McCoy believes the president has deep geostrategic plan. In comparison to China which has based its grand strategy on Sir Halford Mackinder‘s concept of dominating the “world island” by trying “to unify Eurasia economically through massive construction projects financed by loans, foreign aid”, McCoy thinks Obama has “unleashed a countervailing strategy, seeking to split the world island economically along its continental divide through the Trans-Pacific Partnership (TPP) … this treaty aspires to a Pacific economic integration unparalleled in any existing trade pact. In the process, it would draw these highly productive nations away from China and into America’s orbit.”
If so Obama is trying to execute his strategy without either substantially increasing the size of the Navy or the relative clout of the US economy. As Martin Jacques notes in the Guardian, without American economic expansion to counter the raw growth at the core of China’s grand strategy, Beijing may bull its way past the alliance perimeter of American diplomacy. Jacques explains this is happening now:
The UK became the first non-Asian country to join the Asian Infrastructure Investment Bank (AIIB), after which more than 30 other countries joined, including Germany and France. The United States opposed the decision because it saw the AIIB as a threat to the International Monetary Fund and the World Bank. The underlying thinking behind the British decision has since become clear. … At the time of the last state visit to Britain by a Chinese president, that of Hu Jintao in 2005, the UK economy was still slightly larger than that of China: today China’s GDP, by the most conservative measure, is over three times greater. We are fast becoming a minnow by comparison.
China now accounts for over a quarter of its [Australia’s] exports – far greater than America’s share. That, by default, means Australia has come to enjoy a much closer relationship with China”.
How much of Chinese prosperity is sustainable is a matter of conjecture. Stephen Brooks and William Wohlforth think “China—the only country with the raw potential to become a true global peer of the United States—also faces a more daunting challenge than previous rising states because of how far it lags behind technologically … Half of all Chinese exports consist of what economists call ‘processing trade,’ meaning that parts are imported into China for assembly and then exported afterward. And the vast majority of these Chinese exports are directed not by Chinese firms but by corporations from more developed countries.”

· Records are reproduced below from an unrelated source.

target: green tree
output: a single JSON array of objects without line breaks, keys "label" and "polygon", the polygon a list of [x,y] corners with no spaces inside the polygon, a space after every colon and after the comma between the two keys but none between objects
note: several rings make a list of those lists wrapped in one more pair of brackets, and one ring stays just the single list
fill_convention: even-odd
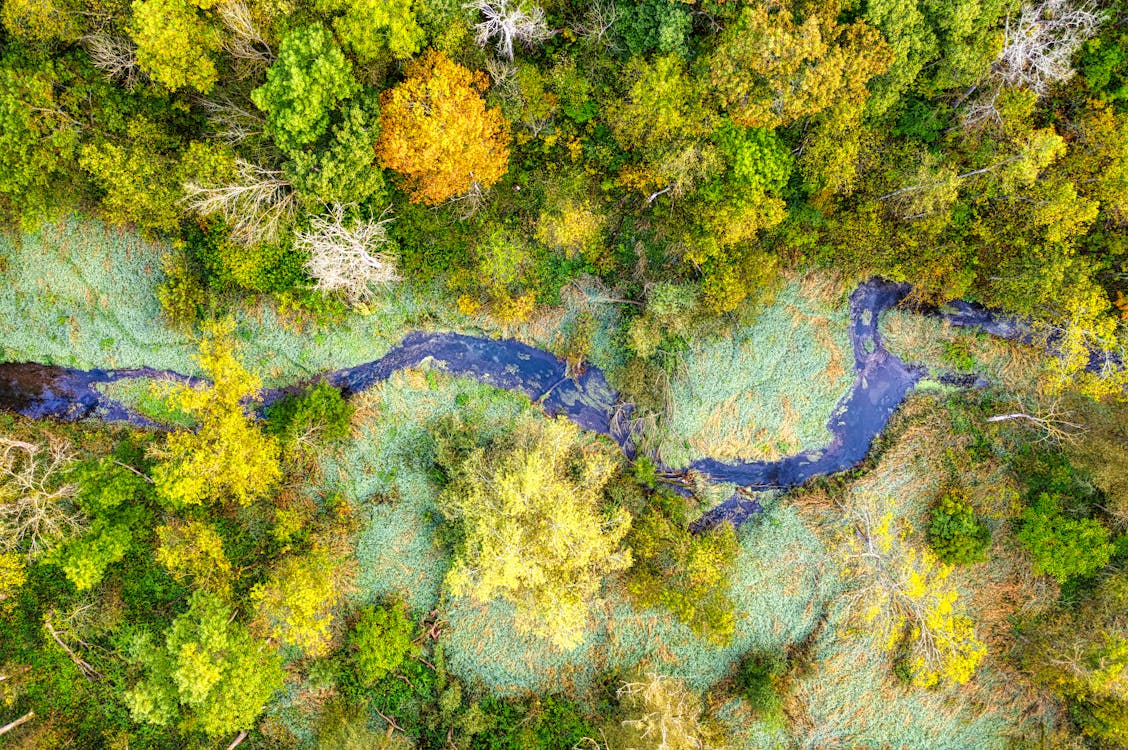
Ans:
[{"label": "green tree", "polygon": [[418,646],[412,641],[414,635],[415,625],[403,601],[361,609],[360,619],[349,637],[361,682],[376,685],[398,670],[405,659],[418,653]]},{"label": "green tree", "polygon": [[227,500],[247,505],[282,478],[277,440],[247,416],[244,403],[258,398],[262,381],[236,359],[232,330],[230,321],[214,324],[201,342],[200,367],[213,385],[183,387],[171,397],[200,429],[174,432],[152,449],[157,493],[176,506]]},{"label": "green tree", "polygon": [[303,26],[282,38],[266,82],[250,92],[266,113],[274,143],[287,152],[310,145],[329,127],[337,105],[360,90],[352,63],[320,24]]},{"label": "green tree", "polygon": [[337,37],[361,62],[390,53],[407,60],[423,48],[426,34],[416,19],[412,0],[321,0],[321,12],[341,12],[333,19]]},{"label": "green tree", "polygon": [[78,123],[56,98],[46,70],[0,68],[0,208],[33,227],[61,202],[73,169]]},{"label": "green tree", "polygon": [[80,9],[69,0],[5,0],[0,21],[28,42],[74,42],[82,35]]},{"label": "green tree", "polygon": [[1100,747],[1128,744],[1128,576],[1107,576],[1076,608],[1028,624],[1019,656],[1034,680],[1064,697]]},{"label": "green tree", "polygon": [[1100,521],[1069,518],[1061,498],[1041,493],[1022,512],[1017,538],[1034,558],[1034,572],[1052,575],[1060,583],[1092,575],[1109,564],[1114,549],[1109,530]]},{"label": "green tree", "polygon": [[214,55],[222,36],[200,11],[210,5],[134,0],[129,33],[138,46],[141,70],[173,90],[211,91],[219,77]]},{"label": "green tree", "polygon": [[282,687],[277,652],[236,623],[217,594],[197,591],[173,620],[162,643],[138,635],[129,659],[144,677],[125,692],[133,718],[157,725],[183,720],[190,730],[220,736],[249,730]]},{"label": "green tree", "polygon": [[[669,501],[676,502],[676,501]],[[737,628],[729,583],[740,545],[731,523],[691,532],[684,512],[658,509],[636,519],[627,536],[634,565],[627,590],[643,607],[663,607],[694,633],[725,645]]]},{"label": "green tree", "polygon": [[960,491],[944,493],[932,509],[928,544],[951,565],[968,565],[987,559],[990,529],[976,518],[975,508]]},{"label": "green tree", "polygon": [[284,171],[302,203],[319,209],[384,201],[384,170],[376,164],[378,117],[372,104],[350,103],[332,126],[325,148],[291,155]]},{"label": "green tree", "polygon": [[125,135],[124,145],[88,143],[79,157],[79,165],[103,191],[103,212],[114,222],[175,230],[180,185],[170,152],[179,144],[144,117],[132,118]]},{"label": "green tree", "polygon": [[231,582],[231,562],[223,539],[205,521],[171,521],[157,527],[153,557],[180,582],[226,594]]},{"label": "green tree", "polygon": [[629,567],[625,510],[602,511],[616,469],[606,447],[565,420],[522,420],[488,449],[449,466],[440,509],[460,530],[447,585],[478,601],[501,597],[517,625],[574,648],[603,577]]},{"label": "green tree", "polygon": [[706,76],[733,121],[777,127],[823,109],[864,104],[865,83],[893,53],[878,29],[836,21],[840,3],[744,6],[704,59]]}]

The only trouble with this comforting scenario is it is too reminiscent of the 1941 contempt for “Made in Japan” which persisted until Mitsubishi Zeros annihilated RAF Hurricanes over Singapore. Still, as Zbigniew Brzezinski noted in a recent article that if America “is no longer the globally imperial power … neither is any other major power.” China is not quite there yet. Russia, Brzezinski dismisses as being in “the latest convulsive phase of its imperial devolution”. Europe “is not now and is not likely to become a global power” and the Muslim world it is blowing itself up as the time-delay fuses of Islamic schism detonate within its bowels.
Indeed if future historians ascribe any retrospective genius to Barack Obama it will be that he let the whole tottering post World War 2 structure burn down in an oops moment, a policy which Roger Cohen of the NYT dignifies as “Obama’s Doctrine of Restraint”. Cohen writes that “this president is skeptical of the efficacy of military force, wary of foreign interventions that may become long-term commitments, convinced the era of American-imposed solutions is over, and inclined to see the United States as less an indispensable power than an indispensable partner. He has, in effect, been talking down American power.” Perhaps “taking down” would have been a more accurate phrase.
The disordered parts of the world are predictably breaking down within that power vacuum. The great refugee flows of the 21st century may one day be compared to the colossal human cavalcades that followed the dissolution of the Ottoman Empire, the fall of the Third Reich or the Partition of India. The vast stream shambling toward Europe are the jetsam of a retreating empire, an event so cataclysmic that, as Josef Joffe of the Hoover Institution points out none of Obama’s successors can possibly reverse it — not on the old terms anyway.
Take Donald Trump, who sails under the Republican flag. He calls the Atlantic Alliance “obsolete” and accuses the Europeans of “ripping off the United States.” Let NATO “break up.” Protect Japan? “We are just not going to be able to do it any more.” Instead, “we have to rebuild our country.” …
Farther to the left, Bernie Sanders intones, “We cannot and should not be policeman of the world, nor bear the burden of fighting terrorism alone.” Expanding entitlements and social spending at home comes first. Call this “welfarist isolationism.” …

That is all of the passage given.